Frame tag	The Frame F of the word w, if w is a lexical unit for F.
Frame Element tags for the first (top-down) entry F1 in the column "Frame tag"	The Frame Element FE of the word w, if w belongs to the semantic argument of first frame of the column "Frame tag", whose type is FE.
...
Frame Element tags for the k-th (top-down) entry Fk in the column "Frame tag"	The Frame Element FE of the word w, if w belongs to the semantic argument of the frame Fk of the column "Frame tag", whose type is FE.
...

Example of the semantic annotation format.

1	Rilevata	V	-		-		-	-
2	la		RD	-		-		-	-
3	presenza	S	Presence	Target		-	-
4	di		E	-		Entity		-	-
5	gas		S	-		Entity		-	-
6	in		E	-		Location	-	-
7	uno		PI	-		Location	-	-
8	dei		EA	-		Location	-	-
9	tubi		S	-		Location	-	-
10	trasparenti	A	-		Location	-	-
11	che		PR	-		Location	-	-
12	compongono	V	-		Location	-	-
13	l'		RD	-		Location	-	-
14	opera		S	-		Location	-	-
15	,		FF	-		-		-	-
16	i		RD	-		-		-	-
17	guardiani	S	-		-		-	-
18	hanno		VA	-		-		-	-
19	fatto		V	-		-		-	-
20	scattare	V	Process_start	-		Target	-
21	uno		RI	-		-		Event	-
22	speciale	A	-		-		Event	-
23	piano		S	-		-		Event	-
24	d'		E	-		-		Event	-
25	emergenza	S	-		-		Event	-
26	e		CC	-		-		-	-
27	per		E	-		-		-	Duration
28	45		N	-		-		-	Duration
29	minuti		S	-		-		-	Duration
30	i		RD	-		-		-	Agent
31	pompieri	S	-		-		-	Agent
32	hanno		VA	-		-		-	-
33	isolato		V	Closure		-		-	Target
34	la		RD	-		-		-	Containing_object
35	sala		S	-		-		-	Containing_object
36	.		FS	-		-		-	-

Syntactic Annotation data files.

The so-called syntactic data file includes a CoNLL-like tabular format that expresses all the annotations of the syntactic layer, i.e. lemmas, POS tags and dependencies, as they are output by the TANL parser. Syntactic annotations allow teams that are using an owned parser to access meaningful syntactic information for each sentence. Syntactic files corresponding to the sentences in the XXX.src file are delivered in a single XXX.synt file. While the original annotations are hand-validated for the entire training set, it is worth noticing that grammatical information defined in the XXX.synt file are NOT validated, and can be possibly noisy.
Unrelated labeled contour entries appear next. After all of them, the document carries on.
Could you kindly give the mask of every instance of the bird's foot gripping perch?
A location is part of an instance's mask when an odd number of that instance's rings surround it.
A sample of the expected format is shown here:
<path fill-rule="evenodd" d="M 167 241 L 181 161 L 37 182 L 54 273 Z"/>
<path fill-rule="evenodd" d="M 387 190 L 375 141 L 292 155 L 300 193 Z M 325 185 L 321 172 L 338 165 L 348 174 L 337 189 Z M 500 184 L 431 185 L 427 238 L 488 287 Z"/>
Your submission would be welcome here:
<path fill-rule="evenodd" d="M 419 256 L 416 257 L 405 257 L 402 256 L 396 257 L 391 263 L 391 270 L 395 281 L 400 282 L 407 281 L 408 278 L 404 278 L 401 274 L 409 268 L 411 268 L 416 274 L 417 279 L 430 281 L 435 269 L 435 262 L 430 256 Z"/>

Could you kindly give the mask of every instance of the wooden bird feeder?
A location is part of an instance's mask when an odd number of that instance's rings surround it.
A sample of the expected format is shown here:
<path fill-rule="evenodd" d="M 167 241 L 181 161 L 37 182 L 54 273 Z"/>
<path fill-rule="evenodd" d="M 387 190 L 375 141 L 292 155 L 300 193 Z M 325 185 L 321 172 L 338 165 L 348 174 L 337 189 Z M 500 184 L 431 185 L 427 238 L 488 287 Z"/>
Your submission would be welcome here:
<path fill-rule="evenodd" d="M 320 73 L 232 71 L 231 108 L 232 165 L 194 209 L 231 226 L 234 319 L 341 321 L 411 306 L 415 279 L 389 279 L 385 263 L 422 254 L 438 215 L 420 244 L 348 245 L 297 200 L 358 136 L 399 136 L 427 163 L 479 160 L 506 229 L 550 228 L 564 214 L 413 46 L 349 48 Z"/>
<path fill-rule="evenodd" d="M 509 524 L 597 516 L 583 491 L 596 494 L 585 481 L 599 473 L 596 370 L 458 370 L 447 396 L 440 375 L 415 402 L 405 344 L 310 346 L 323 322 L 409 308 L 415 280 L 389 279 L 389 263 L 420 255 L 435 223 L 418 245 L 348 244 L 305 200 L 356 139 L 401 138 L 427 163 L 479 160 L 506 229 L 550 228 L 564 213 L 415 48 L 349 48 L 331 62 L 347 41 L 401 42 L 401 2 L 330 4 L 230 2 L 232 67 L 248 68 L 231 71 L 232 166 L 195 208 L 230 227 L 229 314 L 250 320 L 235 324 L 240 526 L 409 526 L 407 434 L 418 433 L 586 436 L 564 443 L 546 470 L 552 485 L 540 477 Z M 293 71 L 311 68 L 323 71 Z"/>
The following table describes the columns as they are found in the syntactic annotation file .synt

Field Name	Description
Tok Counter	Token counter, that is incremental for each sentence
Form	Word form or punctuation symbol, w
Lemma	Word lemma or punctuation symbol
PoS	Part-of-speech tag, with morphological features, based on the TANL tagset.
Head	Head of the current token w, which is either a valid Token counter or zero ('0'). Note that depending on the original treebank annotation, there may be multiple tokens with an ID of zero.
Dependency label	The dependency relation to the HEAD triggered by w in the sentence

Example of the syntactic annotation format

1	Rilevata	rilevare	V	0	ROOT
2	la		il		RD	3	det
3	presenza	presenza	S	20	subj
4	di		di		E	3	comp
5	gas		gas		S	4	prep
6	in		in		E	20	comp
7	uno		uno		PI	6	prep
8	dei		di		EA	7	comp
9	tubi		tubo		S	8	prep
10	trasparenti	trasparente	A	9	mod
11	che		che		PR	12	subj
12	compongono	comporre	V	9	mod_rel
13	l'		il		RD	14	det
14	opera		opera		S	12	obj
15	,		,		FF	14	con
16	i		il		RD	17	det
17	guardiani	guardiano	S	20	subj
18	hanno		avere		VA	19	aux
19	fatto		fare		VM	20	modal
20	scattare	scattare	V	1	arg
21	uno		uno		RI	23	det
22	speciale	speciale	A	23	mod
23	piano		piano		S	20	obj
24	d'		di		E	23	comp
25	emergenza	emergenza	S	24	prep
26	e		e		CC	20	con
27	per		per		E	33	comp_temp
28	45		@card@		N	29	mod
29	minuti		minuto		S	27	prep
30	i		il		RD	31	det
31	pompieri	pompiere	S	33	subj
32	hanno		avere		VA	33	aux
33	isolato		isolare		V	20	conj
34	la		il		RD	35	det
35	sala		sala		S	33	obj
36	.		.		FS	1	punc

The adopted tagset

The description of the Tanl tagset used for the morpho-syntactic annotation of the sentences (Files: .synt) are described HERE. All tags of the semantic layer make reference to Framenet.

Copyright and license

The annotated corpora distributed for this task is licensed under a Creative Commons Attribution-Noncommercial-Share Alike 2.5 Italy License. Participants will be requested to agree on the conditions upon downloading the resource.

Resource download

Early Training (Dry-Run) Corpus: Download (1st version)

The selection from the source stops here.